Conférence-débat le
MERCREDI 28 MARS 2012
à 20h00
BUFFET DE LA GARE DE LAUSANNE
(SALLE DES VIGNERONS)
Organisée le 28 mars 2012 par la section vaudoise de la Ligue suisse des droits de l’homme, cette conférence-débat était consacrée aux conditions de détention et d’internement en Suisse. Elle entendait informer le public sur les réalités carcérales, les droits fondamentaux des personnes privées de liberté et les difficultés rencontrées dans l’exécution des peines et des mesures thérapeutiques.
Les interventions de Luc Recordon, Michel Hottelier, André Kuhn et Baptiste Viredaz ont permis de croiser les regards politique, juridique, criminologique et pratique. La soirée abordait notamment la politique carcérale suisse, la protection des détenus, l’internement à durée indéterminée, l’accès aux soins et les écarts pouvant subsister entre les garanties légales et les conditions effectivement vécues en prison. Le débat avec le public a ensuite prolongé cette réflexion sur les réformes nécessaires et le respect de la dignité humaine.
PROGRAMME
- Présentation de la LSDH-VD et point sur le travail de l’observatoire de la détention en 2012
M. Patrick Herzig, président LSDH-VD
- Introduction générale sur la politique carcérale suisse en général et sur les choix en matière de détention et d’internement.

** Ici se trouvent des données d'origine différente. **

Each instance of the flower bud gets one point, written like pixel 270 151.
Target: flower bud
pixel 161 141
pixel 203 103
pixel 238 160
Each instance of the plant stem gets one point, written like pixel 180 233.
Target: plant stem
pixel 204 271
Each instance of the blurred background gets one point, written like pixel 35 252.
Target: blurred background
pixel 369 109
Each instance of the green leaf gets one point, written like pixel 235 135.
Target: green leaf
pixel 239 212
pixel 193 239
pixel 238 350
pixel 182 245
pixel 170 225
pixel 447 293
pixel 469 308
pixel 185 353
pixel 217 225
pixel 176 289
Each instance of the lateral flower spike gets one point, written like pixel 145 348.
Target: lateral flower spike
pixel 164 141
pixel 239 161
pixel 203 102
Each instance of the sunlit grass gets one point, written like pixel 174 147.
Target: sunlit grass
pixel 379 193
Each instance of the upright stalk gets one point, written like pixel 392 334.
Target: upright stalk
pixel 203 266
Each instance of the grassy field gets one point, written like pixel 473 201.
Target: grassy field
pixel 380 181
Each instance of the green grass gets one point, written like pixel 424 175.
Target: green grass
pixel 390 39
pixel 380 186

M. Luc Recordon, avocat, conseiller aux Etats, Modérateur
- Les droits fondamentaux des personnes privées de liberté
M. Michel Hottelier, professeur à la Faculté de droit de l’Université de Genève
- Sanctions privatives de liberté: Principaux problèmes dans la loi.

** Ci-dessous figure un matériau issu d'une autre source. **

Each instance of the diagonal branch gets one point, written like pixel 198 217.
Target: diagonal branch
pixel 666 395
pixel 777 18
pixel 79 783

M. André Kuhn professeur à la Faculté de droit de l’Université de Lausanne
- Sanctions privatives de liberté: Principaux problèmes dans la pratique.
M. Baptiste Viredaz, avocat, chargé de cours à la Faculté de droit de l’Université de Lausanne
- Discussion avec la salle
Les interventions
0. Conditions de détention et d’internement en Suisse – Avant-propos
La section vaudoise de la Ligue des droits de l’homme présente ses actions en faveur des personnes détenues, dénonce les lacunes de leur suivi thérapeutique et annonce un observatoire de la détention. Elle appelle au dialogue avec les autorités, à l’information du public et à l’engagement de membres.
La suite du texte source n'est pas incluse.